Lost and Wanted

Lost and Wanted

2019 • 336 pages

Ratings19

Average rating3.1

15

This is an interesting one to review. Lost and Wanted is not going to be for everyone - it is quite science-heavy, it's kind of about grief, it's mostly a remembrance of a friendship after Helen's college roommate and BFF Charlie dies (by complications from lupus or assisted suicide, depending on which state you live in). I'll try to break this down with those three things in mind.

1. You don't actually have to know anything about science, or really even follow some of the stuff Helen's talking about, in order to read this book. Which is maybe both one of its strengths AND weaknesses: it's really cool to see a woman in a STEM career (physicist and professor at MIT) that clearly loves what she does, is good at it, and has worked hard to get to where she is; because Helen has a young child, she does a reasonably good job explaining concepts in a way that makes sense to non-STEM brains.
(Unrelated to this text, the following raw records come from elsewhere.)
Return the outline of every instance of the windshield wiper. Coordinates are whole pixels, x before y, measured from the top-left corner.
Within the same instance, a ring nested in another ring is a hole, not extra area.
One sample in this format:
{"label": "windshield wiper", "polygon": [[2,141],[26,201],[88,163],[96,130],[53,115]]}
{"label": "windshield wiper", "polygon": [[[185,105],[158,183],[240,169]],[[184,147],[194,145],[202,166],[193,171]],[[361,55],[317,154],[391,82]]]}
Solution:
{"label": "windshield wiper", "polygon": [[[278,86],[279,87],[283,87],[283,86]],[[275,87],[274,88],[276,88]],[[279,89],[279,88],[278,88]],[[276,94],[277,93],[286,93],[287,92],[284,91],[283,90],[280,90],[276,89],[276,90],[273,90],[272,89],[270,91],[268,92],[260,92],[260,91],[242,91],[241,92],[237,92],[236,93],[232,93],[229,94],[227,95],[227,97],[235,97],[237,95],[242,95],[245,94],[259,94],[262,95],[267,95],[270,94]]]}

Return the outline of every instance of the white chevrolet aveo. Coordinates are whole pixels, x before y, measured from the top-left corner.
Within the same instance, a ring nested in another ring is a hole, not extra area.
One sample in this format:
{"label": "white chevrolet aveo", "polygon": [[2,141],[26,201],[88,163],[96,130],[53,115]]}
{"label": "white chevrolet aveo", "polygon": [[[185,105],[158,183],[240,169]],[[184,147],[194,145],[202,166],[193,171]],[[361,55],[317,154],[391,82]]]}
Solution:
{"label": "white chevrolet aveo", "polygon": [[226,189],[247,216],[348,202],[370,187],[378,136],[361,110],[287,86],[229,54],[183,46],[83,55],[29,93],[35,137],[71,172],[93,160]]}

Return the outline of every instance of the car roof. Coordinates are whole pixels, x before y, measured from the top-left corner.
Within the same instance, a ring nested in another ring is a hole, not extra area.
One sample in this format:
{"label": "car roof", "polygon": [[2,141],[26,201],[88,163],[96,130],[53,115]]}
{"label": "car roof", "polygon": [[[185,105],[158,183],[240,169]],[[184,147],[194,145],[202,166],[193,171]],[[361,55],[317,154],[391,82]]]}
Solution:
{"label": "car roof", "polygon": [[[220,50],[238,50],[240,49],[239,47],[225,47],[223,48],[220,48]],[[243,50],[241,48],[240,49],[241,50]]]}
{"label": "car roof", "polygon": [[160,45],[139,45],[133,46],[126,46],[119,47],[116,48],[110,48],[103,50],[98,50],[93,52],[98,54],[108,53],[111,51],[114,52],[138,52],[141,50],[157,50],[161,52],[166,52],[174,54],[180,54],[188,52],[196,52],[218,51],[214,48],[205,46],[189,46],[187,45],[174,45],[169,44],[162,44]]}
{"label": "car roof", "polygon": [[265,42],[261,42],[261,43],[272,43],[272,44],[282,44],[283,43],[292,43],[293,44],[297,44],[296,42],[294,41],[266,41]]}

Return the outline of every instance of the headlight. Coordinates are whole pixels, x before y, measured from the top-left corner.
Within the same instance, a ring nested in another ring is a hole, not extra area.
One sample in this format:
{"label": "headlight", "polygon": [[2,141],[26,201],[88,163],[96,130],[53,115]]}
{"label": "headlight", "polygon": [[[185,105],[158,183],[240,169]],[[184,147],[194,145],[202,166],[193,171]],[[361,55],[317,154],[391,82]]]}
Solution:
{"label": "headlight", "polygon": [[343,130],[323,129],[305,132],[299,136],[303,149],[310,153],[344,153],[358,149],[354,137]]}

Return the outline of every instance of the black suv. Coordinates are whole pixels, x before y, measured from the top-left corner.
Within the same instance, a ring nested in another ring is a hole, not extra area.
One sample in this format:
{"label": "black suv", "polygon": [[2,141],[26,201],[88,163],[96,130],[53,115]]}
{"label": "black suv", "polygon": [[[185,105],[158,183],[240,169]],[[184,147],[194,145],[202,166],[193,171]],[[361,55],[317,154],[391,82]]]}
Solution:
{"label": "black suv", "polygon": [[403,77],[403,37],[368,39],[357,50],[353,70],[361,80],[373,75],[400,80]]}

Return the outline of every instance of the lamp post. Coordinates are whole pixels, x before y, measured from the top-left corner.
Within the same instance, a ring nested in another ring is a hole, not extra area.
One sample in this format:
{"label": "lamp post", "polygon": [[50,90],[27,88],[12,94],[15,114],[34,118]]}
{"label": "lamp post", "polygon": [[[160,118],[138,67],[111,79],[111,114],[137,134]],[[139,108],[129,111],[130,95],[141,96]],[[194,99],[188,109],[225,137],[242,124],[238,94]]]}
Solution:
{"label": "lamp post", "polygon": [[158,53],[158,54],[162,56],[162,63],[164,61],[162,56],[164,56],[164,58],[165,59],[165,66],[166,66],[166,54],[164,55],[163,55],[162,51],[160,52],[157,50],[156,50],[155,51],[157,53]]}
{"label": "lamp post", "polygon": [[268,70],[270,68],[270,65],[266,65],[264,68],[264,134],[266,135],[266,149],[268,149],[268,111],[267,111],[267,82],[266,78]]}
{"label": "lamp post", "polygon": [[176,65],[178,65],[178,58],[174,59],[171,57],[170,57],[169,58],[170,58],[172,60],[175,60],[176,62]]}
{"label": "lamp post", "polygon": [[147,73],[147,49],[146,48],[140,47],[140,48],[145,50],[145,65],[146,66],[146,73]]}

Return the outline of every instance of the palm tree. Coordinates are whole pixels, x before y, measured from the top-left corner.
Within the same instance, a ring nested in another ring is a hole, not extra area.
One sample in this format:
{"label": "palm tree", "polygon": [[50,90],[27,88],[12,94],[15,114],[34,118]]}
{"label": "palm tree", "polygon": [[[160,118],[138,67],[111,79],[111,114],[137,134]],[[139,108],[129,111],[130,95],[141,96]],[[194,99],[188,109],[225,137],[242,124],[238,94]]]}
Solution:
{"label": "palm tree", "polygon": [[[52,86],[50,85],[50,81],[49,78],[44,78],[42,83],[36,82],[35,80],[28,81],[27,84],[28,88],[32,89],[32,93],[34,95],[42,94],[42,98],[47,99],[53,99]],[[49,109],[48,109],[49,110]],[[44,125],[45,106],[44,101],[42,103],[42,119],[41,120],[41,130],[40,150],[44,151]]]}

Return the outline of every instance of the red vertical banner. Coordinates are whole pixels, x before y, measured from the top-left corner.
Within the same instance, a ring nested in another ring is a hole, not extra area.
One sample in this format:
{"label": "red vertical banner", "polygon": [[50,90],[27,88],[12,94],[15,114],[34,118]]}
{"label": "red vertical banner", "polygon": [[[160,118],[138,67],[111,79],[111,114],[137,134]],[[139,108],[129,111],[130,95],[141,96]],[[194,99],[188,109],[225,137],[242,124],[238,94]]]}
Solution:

The downside is that, as a person who struggled in science and really only understood the algebraic stuff in the one college physics class I took, a lot of the conversations between Helen and Neel (her former boyfriend and current coworker, whom she spends a lot of time collaborating with [and that's not a euphemism]) are so high-tier as to almost be more philosophical. I still really don't understand the significance of gravitational wave measurement or kilonovas or the difference between a brain and a mind as Einstein would have argued or whatever, or why I am supposed to care about those things.

2. There are elements of grief here; Charlie has just died, and her parents, her husband and her daughter Simmi all play relatively big roles in the novel. You see how each of them deals with the loss in bits, anger and denial and depression, but because it's from Helen's perspective — and Helen and Charlie had kind of drifted over the years as Charlie got sicker and they lived on opposite coasts — you really only see fragments of grief, but there is an undercurrent throughout, of death and grappling with it.

3. Overall, this story is really more of Helen looking back on her and Charlie's friendship, through flashbacks in their shared past: Visiting each other across the country during conferences or family visits, taking road trips in college, helping each other when a grad school professor becomes creepy and menacing. I wouldn't say it's a fantastic portrait of a friendship — I do wonder why these two would have wound up as close as they were — but there is a lot about their past and it feels a lot like Helen processing Charlie's death and life.

There is plot, but it felt more like it worked well as a character study, if that's your thing, though I don't know if it's more a character study of Charlie or Helen.

I enjoyed it for the most part, once I got used to the flow of the science stuff, but I don't think I'll pick it up again.